Las Vegas Sun

March 28, 2024

Cheney avoids protesters during visit to Las Vegas

Braving triple-digit heat Monday, about 100 Las Vegas Valley residents stood at the corner of West Tropicana Avenue and Rainbow Boulevard hoping to show Vice President Dick Cheney a united front against the proposed nuclear dump at Yucca Mountain.

"Lovely day for a protest," Dan Geary of the National Environmental Trust said.

Holding handmade signs that read "Nevada's had enough with Dick Cheney's lies" and "Mr. Cheney, why do you hate Nevada?" protesters stood across the street from the brown stucco wall that held them at bay from the Spanish Trail community where a $2,000-a-plate fund-raising luncheon with the vice president took place.

The fund-raiser brought in between $300,000 and $320,000, according to Republican sources.

Members of various groups ranging from the Culinary Union to the Sierra Club to Citizens Alert and even a few Republicans came out to speak against the proposed nuclear waste dump.

Nathan Emens, chairman of the University of Nevada, Las Vegas chapter of College Republicans, said he supports this administration but, on the issue of Yucca Mountain, "we agree to disagree."

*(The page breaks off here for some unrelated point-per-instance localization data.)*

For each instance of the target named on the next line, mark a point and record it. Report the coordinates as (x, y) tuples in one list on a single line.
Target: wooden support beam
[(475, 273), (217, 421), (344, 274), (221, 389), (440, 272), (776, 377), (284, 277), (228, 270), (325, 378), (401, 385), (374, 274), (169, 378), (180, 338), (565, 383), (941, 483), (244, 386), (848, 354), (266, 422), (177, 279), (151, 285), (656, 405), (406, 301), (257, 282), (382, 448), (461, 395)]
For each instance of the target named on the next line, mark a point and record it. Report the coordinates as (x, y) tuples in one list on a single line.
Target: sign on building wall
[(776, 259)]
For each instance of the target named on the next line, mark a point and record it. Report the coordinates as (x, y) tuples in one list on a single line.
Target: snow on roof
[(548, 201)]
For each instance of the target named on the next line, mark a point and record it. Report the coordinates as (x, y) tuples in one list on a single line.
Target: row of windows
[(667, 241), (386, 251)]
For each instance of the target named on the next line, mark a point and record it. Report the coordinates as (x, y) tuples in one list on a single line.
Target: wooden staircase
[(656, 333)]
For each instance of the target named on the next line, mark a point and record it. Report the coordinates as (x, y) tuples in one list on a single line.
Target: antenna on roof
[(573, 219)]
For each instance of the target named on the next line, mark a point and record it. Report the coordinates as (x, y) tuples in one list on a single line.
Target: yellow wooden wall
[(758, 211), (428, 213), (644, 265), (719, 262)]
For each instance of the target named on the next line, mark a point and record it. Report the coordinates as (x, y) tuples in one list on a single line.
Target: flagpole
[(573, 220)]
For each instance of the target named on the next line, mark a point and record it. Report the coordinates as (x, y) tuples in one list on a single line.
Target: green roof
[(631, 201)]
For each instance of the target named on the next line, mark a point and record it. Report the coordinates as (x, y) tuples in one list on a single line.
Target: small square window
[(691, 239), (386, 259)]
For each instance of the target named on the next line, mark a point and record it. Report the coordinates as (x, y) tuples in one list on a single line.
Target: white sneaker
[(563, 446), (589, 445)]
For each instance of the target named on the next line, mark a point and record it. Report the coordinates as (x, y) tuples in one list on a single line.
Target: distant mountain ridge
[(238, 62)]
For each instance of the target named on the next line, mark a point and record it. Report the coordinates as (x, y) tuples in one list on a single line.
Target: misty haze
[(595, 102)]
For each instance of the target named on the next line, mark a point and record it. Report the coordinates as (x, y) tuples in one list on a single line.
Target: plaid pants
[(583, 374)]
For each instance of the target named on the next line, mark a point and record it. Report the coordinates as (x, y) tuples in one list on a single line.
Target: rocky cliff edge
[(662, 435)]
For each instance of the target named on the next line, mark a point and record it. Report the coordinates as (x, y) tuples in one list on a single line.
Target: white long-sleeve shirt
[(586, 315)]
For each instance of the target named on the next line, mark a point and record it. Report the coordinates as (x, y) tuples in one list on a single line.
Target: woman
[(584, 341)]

Emens said he does not support the Yucca Mountain plan and thinks Nevada is "getting the short end of the stick."

Fellow Republican Anthony Bandiero, a Young Republicans of Nevada national committeeman, said he doesn't want to see nuclear waste come to Yucca Mountain but warned that if it does, the state needs to have a backup plan to protect its interests.

Geary said he attended the protest as "a reminder to the administration that next year a decisive factor in the presidential election is Yucca Mountain."

Organizers originally thought the vice president's motorcade would pass the protest, Jane Feldman, a Sierra Club volunteer, said, but she found out Monday morning that he would enter Spanish Trail from another entrance.

She considered that a sign that the vice president knew his visit had drawn opposition, and she expected that, even if he didn't see the protesters, he would hear about them through media coverage.

Protesters crowded the corner of West Tropicana Avenue and Rainbow Boulevard in an effort to stay in the shade of three small trees for the 45-minute protest.

Geary was among those criticizing the administration's handling of Yucca Mountain, saying the current policy is to ensure the dump is built in as few as four years. Because of the timetable, officials are trying to make the site meet preset standards politically rather than through science, he said.

"There are hundreds of questions left unanswered," he said.

Paul Brown, Southern Nevada director of Progressive Leadership Alliance of Nevada, called Cheney's fund-raising stop in Las Vegas arrogant.

"First they dump on us, now they want our money," he said.

Brown stressed that the Yucca Mountain plan is "not a done deal."

"As long as we have a pulse we will fight them," he said.

Peggy Maze Johnson, executive director of Citizens Alert, said the protest showed Nevada citizens "are holding Yucca Mountain against the administration."

She said there has been a rush to judgment on the plan because the administration wants more nuclear power.

With the help of transportation experts, Maze Johnson said, they estimate 1,000 transportation accidents involving the movement of nuclear waste will occur in a 30-year period.

"We don't want it here. We don't want it moved," she said.

She added the administration is minimizing the number of accidents that are predicted and the extent of potential damage.

George Matthews, another Sierra Club member, expressed disappointment that Cheney didn't see the protesters en route to the fund-raiser.

"It is terrible that people with dissenting views are pushed away from the event," he said, referring to the protest taking place across the street.

But the protest organizers said they thought the demonstration was successful in showing that Nevada citizens care about what happens at Yucca Mountain. They were especially encouraged by the turnout.

"For 100 people to show up in the sun on a political issue, that's a sign," Geary said.